Racisme d'Etat et tradition républicaine I
Contrairement à une idée reçue, l’éducation et la culture ne mettent nullement à l’abri des préjugés racistes. On a pu voir ainsi récemment des politiciens professionnels chevronnés, les Hortefeux, Chirac, Valls, etc. surpris à tenir des propos indignes. Il suffit d’une situation d’énonciation un peu relâchée, d’interlocuteurs présumés amis et connivents, pour se laisser aller à quelque vanne raciste ou xénophobe, comme ça, naturellement, sans avoir l’air d’y toucher ni d’y penser, trahissant, sans s’en rendre compte sur le moment, un sentiment bien ancré dans leur système de valeurs mais habituellement refoulé dans l’inconscient social. Tous les psychologues savent que de tels propos, échappant un instant au surmoi social, expriment parfaitement les convictions profondes de ceux qui les énoncent.
Tout dernièrement encore, un certain Jean-Paul Guerlain, parfumeur et parangon du bon goût français, proclamait fièrement au Journal de 13 heures de France2 : « Pour une fois je me suis mis à travailler comme un nègre ». Et, rigolard et content de lui, il ajoutait finement : « Je ne sais pas si les Nègres ont toujours tellement travaillé, mais enfin... » sans que la journaliste, Elise Lucet, quitte le moins du monde son sourire niais pour au moins lui faire remarquer l’incongruité de son propos. Après coup, elle dira ne pas avoir entendu : ou bien c’est une menteuse, ou bien elle n’écoute même pas les réponses aux questions qu’elle pose, ce qui relève alors de l’incompétence. Dans tous les cas, il y a faute professionnelle. Quant au sinistre crétin qui a proféré cette répugnante énormité, il apparaîtra d’autant plus ignoble lorsqu’on sait, entre mille autres exemples, que la construction de la ligne Congo-Océan (1921-1934) a coûté la vie de 15 000 à 30 000 Africains! Juste des « Nègres » qui ne savaient pas travailler...

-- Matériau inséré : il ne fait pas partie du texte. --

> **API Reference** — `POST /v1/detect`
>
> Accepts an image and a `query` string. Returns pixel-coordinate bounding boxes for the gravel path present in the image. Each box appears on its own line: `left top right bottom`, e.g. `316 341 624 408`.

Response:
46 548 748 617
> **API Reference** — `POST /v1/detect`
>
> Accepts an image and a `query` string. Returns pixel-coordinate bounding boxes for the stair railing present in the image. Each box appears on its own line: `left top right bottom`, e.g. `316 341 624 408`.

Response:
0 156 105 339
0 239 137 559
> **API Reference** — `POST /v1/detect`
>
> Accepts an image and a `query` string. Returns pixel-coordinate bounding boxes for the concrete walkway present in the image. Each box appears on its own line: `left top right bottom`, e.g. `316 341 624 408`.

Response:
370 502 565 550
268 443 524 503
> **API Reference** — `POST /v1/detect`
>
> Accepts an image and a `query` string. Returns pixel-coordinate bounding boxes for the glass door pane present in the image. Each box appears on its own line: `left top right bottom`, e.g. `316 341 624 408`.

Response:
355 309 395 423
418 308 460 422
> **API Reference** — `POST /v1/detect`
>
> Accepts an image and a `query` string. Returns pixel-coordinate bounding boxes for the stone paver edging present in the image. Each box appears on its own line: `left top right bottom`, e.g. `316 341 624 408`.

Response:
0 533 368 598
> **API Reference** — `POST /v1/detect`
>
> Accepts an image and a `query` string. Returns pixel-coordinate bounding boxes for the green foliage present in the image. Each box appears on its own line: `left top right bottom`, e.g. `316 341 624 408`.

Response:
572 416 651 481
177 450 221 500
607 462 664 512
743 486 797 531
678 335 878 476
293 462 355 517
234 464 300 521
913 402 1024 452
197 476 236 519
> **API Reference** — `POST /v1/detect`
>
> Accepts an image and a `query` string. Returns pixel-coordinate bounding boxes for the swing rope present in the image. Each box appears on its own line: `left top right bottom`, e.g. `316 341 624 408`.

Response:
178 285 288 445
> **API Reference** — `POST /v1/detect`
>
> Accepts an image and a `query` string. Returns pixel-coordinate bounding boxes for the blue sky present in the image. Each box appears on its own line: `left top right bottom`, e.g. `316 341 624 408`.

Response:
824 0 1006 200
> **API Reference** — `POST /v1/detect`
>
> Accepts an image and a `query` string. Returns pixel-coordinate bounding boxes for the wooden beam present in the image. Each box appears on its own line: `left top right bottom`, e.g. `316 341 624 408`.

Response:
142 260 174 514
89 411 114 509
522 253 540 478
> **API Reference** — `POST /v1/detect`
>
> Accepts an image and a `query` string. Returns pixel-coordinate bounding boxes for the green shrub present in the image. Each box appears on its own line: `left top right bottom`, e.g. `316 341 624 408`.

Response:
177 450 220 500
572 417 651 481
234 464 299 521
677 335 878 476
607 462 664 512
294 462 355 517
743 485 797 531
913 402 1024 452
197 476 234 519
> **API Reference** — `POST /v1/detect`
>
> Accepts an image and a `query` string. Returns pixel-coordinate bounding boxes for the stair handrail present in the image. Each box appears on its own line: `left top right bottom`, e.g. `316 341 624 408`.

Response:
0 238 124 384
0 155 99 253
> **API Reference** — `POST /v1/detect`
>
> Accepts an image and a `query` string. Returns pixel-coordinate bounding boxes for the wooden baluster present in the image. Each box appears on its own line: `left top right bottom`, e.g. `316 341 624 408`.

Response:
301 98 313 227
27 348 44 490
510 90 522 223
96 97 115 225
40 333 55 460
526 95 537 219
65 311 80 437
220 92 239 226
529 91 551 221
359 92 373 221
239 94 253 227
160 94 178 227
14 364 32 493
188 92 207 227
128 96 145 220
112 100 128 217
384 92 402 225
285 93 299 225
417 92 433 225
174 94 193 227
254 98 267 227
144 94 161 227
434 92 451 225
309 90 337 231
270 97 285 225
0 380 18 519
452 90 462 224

Un racisme plus ou moins distingué s’est ainsi installé, de longue date, dans ce qu’on appelle les élites. Tel qu’on le connaît aujourd’hui, il s’est constitué dans un processus de légitimation de l’esclavage des Noirs puis de justification d’un colonialisme disqualifié à jamais par les forfanteries bien connues de Jules Ferry, approuvées par la quasi-totalité de ces pairs, en 1885 : « Je répète qu’il y a pour les races supérieures un droit, parce qu’il y a un devoir pour elles. Elles ont le devoir de civiliser les races inférieures ». Nous sommes, hélas, les héritiers de ces révoltantes hâbleries! Un film d’Abdelatif Kechiche rappelle comment on exhiba, au début du XIXème siècle, cette prétendue « Vénus hottentote », pour la plus grande satisfaction des élites de la fin du Premier Empire, en particulier de scientifiques, comme Georges Cuvier, se déshonorant dans la recherche de l’animalité de ce qui ne pouvait être pour eux un être humain. Jusqu’aux « Canaques », parqués dans un enclos comme des bêtes curieuses, de l’Exposition coloniale de 1931, on retrouve cette même obsession de justifier « l’asservissement des contrées et des peuplades vaincues au nom de la supériorité de la race blanche et de ses devoirs prétendus » (Olivier Le Cour Grandmaison, La République impériale. Politique et racisme d’Etat, Fayard, 2009). Les Hortefeux, Chirac, Valls, Guerlain, etc. ne font qu’exhaler les relents fétides de l’idéologie coloniale.
O. Le Cour Grandmaison montre comment le racisme est devenu doctrine d’Etat sous la IIIème République. Dans un premier temps, l’assimilation a été prônée au nom de l’égalité naturelle des hommes héritée des Lumières et de la Révolution, conception très ethnocentriste mais ayant le mérite d’une certaine générosité. L’impérialisme colonial va cependant rejeter les conceptions assimilationnistes au nom de l’efficacité, en raison de la supériorité proclamée des Blancs dans tous les domaines et des incapacités diverses des « indigènes ». C’est l’association qui sera promue et l’ensemble des élites va se mobiliser pour démontrer combien l’infériorité native des colonisés nécessite des dispositions radicales, comme la conquête et l’occupation, permettant d’assurer la domination des nations éclairées sur les territoires barbares. Avec la Guerre d’Algérie, en 1954, on fera semblant de redécouvrir la politique d’assimilation sous le nom d’intégration. Une hypocrisie de plus.